Sem estudos por aí além, mas já imbuído do gosto e do prazer pela leitura, o Zé da Silva, surpreendia-nos, amiúde, pelas tiradas filosóficas e pelo arrojo da argumentação, ainda que, o seu espírito militante, fosse orientado noutras direcções.
De um momento para outro, deixei de ver o Zé da Silva. Como muitos jovens deste concelho e país, não esperou para ver o futuro acontecer. Partiu, foi à procura dele. Soube que estivera nos EUA, que de quando em vez vinha a Montalvão, mas há muitos, muitos anos, que o não via.
Até que… Lembraste do Zé da Silva? Claro que lembrava. Ali estava ele, trinta anos depois, à minha frente, primeiro, na plateia dos “opositores” (o único, por sinal) ao titular da cadeira do concurso da RTP “Um contra todos”.
Era ele, sem dúvida. O mesmo ar sereno, as ideias amadurecidas, a dialéctica sempre actuante e as respostas a surgirem, certeiras e precisas.
Era fácil adivinhar – conhecendo o Zé da Silva -, onde aquilo iria terminar.
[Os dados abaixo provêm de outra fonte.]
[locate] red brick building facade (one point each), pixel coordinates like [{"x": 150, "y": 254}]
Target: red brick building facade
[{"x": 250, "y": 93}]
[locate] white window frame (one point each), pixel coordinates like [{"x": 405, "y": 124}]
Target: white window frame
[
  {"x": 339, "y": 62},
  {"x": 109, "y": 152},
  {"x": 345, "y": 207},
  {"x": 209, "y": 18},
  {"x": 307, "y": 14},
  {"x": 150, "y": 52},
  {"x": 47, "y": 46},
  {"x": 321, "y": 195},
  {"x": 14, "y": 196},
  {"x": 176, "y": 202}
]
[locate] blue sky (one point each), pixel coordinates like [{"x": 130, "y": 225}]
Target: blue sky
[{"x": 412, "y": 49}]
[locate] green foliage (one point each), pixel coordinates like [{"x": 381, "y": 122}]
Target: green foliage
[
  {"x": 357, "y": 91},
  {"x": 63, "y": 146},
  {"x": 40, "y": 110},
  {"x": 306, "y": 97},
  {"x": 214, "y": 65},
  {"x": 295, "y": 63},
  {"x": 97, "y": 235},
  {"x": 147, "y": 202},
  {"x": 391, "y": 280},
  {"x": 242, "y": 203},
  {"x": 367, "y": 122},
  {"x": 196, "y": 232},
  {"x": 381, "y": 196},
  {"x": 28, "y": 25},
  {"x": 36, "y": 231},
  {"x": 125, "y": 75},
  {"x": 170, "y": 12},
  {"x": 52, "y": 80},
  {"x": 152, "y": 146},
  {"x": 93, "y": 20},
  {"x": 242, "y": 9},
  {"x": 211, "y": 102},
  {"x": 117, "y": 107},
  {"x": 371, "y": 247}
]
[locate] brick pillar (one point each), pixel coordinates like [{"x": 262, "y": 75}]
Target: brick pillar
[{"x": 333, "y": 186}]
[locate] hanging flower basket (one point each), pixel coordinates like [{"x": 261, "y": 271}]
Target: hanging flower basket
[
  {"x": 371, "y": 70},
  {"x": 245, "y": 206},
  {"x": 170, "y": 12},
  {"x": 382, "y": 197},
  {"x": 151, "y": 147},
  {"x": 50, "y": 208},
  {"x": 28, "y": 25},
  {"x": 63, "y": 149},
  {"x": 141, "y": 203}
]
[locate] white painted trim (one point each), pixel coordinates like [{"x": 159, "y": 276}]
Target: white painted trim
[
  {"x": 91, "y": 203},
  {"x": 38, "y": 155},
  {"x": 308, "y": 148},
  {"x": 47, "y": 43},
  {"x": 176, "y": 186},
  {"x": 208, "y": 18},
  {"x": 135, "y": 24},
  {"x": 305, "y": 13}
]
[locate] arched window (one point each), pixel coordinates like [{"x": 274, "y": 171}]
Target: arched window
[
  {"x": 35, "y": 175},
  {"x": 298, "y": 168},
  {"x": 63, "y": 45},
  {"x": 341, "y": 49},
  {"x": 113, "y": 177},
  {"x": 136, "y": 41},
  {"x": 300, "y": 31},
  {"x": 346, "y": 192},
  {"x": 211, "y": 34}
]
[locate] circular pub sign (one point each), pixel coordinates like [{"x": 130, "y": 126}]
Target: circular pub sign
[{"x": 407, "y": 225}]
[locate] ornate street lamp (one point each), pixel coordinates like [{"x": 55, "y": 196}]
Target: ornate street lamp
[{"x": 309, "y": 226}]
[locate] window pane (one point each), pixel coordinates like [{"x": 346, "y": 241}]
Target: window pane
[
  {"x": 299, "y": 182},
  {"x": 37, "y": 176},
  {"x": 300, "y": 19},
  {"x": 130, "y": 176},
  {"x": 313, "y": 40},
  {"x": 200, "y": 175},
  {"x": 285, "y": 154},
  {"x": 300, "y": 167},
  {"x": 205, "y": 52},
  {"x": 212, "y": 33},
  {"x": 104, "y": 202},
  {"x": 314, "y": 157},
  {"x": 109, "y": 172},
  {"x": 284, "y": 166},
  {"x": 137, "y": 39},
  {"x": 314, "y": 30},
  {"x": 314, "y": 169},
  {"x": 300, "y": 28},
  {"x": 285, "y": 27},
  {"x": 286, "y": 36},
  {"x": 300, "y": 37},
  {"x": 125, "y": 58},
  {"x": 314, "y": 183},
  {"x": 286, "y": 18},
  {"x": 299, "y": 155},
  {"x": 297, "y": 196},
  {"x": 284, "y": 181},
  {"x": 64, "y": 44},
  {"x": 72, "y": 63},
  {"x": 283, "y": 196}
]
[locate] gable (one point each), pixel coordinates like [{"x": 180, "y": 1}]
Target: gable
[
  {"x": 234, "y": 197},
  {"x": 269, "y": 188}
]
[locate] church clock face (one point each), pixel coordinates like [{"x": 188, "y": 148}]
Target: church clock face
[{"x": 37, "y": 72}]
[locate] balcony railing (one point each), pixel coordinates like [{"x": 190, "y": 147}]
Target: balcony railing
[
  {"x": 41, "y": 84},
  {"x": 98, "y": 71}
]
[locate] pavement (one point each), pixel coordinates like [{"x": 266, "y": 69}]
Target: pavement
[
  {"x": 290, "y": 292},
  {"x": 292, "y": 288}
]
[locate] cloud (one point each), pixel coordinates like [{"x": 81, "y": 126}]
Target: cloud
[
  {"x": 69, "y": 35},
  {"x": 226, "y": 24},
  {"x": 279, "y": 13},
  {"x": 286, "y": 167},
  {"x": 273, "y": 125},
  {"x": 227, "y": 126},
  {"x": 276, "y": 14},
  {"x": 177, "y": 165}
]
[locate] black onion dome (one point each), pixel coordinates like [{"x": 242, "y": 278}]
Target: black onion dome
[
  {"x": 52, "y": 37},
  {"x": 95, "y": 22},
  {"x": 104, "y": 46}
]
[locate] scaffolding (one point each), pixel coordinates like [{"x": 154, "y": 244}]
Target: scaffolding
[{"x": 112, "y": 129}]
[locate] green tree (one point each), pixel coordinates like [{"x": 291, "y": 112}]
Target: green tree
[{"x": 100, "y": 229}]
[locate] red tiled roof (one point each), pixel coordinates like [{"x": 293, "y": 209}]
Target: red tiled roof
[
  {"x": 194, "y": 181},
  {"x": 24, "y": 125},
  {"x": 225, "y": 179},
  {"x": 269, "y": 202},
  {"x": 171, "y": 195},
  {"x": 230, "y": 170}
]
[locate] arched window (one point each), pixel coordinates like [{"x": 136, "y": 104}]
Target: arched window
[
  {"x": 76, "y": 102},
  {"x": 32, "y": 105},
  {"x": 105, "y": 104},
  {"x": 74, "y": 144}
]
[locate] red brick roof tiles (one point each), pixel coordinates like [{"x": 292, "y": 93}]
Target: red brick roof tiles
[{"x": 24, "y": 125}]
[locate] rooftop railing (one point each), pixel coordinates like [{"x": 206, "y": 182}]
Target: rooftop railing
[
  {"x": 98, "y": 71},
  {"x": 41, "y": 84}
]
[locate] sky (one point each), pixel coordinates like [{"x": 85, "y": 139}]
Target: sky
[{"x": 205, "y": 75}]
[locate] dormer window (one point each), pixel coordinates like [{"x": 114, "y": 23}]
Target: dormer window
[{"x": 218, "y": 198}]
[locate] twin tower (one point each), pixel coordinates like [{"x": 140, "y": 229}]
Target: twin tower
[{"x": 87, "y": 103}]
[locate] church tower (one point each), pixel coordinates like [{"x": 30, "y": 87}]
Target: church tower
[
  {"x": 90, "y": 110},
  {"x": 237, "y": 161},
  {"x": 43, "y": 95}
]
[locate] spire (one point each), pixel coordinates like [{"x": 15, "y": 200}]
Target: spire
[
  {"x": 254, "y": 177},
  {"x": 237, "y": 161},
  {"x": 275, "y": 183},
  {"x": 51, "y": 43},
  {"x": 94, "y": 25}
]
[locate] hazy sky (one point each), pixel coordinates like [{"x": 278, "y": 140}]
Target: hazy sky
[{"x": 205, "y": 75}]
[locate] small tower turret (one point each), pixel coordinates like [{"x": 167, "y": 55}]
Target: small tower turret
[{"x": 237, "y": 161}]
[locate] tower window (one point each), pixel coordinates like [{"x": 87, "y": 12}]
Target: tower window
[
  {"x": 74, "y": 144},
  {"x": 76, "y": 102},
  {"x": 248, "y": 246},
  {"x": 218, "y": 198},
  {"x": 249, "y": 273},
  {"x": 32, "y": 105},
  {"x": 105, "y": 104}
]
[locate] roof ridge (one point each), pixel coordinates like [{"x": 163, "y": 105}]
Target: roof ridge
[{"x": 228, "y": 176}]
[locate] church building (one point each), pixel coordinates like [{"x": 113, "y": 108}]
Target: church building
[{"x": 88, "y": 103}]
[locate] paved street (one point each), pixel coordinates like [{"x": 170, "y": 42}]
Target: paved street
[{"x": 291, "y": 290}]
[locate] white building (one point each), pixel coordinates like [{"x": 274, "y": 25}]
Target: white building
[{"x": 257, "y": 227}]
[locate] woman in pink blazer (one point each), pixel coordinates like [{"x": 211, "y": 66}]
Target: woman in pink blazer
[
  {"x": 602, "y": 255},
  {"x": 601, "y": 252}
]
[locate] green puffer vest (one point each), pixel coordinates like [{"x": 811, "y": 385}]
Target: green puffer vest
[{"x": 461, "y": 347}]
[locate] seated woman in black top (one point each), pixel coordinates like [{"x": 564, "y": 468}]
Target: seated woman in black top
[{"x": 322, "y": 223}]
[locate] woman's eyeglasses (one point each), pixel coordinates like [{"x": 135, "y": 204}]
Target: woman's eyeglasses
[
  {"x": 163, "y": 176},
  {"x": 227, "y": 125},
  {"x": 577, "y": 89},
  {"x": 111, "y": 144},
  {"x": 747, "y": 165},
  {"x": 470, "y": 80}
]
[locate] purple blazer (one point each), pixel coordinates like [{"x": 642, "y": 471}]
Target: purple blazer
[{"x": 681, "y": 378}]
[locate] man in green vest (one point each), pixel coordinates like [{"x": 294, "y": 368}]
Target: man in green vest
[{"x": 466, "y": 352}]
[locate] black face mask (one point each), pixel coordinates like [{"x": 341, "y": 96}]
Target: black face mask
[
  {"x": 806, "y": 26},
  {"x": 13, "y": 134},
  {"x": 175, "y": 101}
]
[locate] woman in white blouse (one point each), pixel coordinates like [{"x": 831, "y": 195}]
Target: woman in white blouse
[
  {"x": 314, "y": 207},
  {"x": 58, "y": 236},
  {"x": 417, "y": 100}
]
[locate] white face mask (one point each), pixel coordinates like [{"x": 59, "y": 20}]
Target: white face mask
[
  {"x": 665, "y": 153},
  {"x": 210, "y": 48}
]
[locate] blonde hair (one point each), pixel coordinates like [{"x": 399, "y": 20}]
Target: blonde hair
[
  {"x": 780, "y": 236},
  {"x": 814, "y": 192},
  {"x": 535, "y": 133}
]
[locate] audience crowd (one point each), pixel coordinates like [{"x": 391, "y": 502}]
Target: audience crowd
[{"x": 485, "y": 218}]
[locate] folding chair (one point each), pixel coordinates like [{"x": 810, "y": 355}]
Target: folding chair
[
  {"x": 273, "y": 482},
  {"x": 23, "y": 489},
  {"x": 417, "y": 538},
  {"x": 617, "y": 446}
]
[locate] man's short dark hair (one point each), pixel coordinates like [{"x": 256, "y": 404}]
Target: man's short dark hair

Vinte e seis perguntas, sem um trunfo ou uma falha, sequer. Algumas, de domínios do saber que, especialistas, provavelmente, não acertariam. Mas, o Zé da Silva, serena e desconcertantemente, assim como que a dizer que não estava ali, ia falando do seu Alentejo, das suas vivências e das suas raízes, perante a admiração, quase embevecida, do José Carlos Malato.
Foi, pois, sem surpresa, que se sentou na cadeira de concorrente e de onde, com a mesma calma e descontracção, “viajou” até à memória dos seus pais e avós, às histórias que ouvira sobre a “Raia dos Medos”, e daí, com desassombro, elogiou os trabalhos para a televisão de Moita Flores, numa crítica, directa e implícita à própria RTP.
O Zé da Silva venceu o concurso. Não me perguntem, quantos mil euros, levou para casa.
Por mim, fiquei feliz, por revisitá-lo, mesmo através da televisão. Não tanto pelo dinheiro que ganhou, mas, apenas, por saber que, trinta anos depois, aquele “bichinho” que se introduziu em nós e chamado utopia, continua bem vivo.
E que, ali, perante uma imensa plateia, que é o “país televisivo”, o Zé da Silva mais não fez do que ser igual a si próprio: um cidadão do mundo e alentejano da raia, do Sever, já sem fantasmas nem medos e, hoje, um traço de união.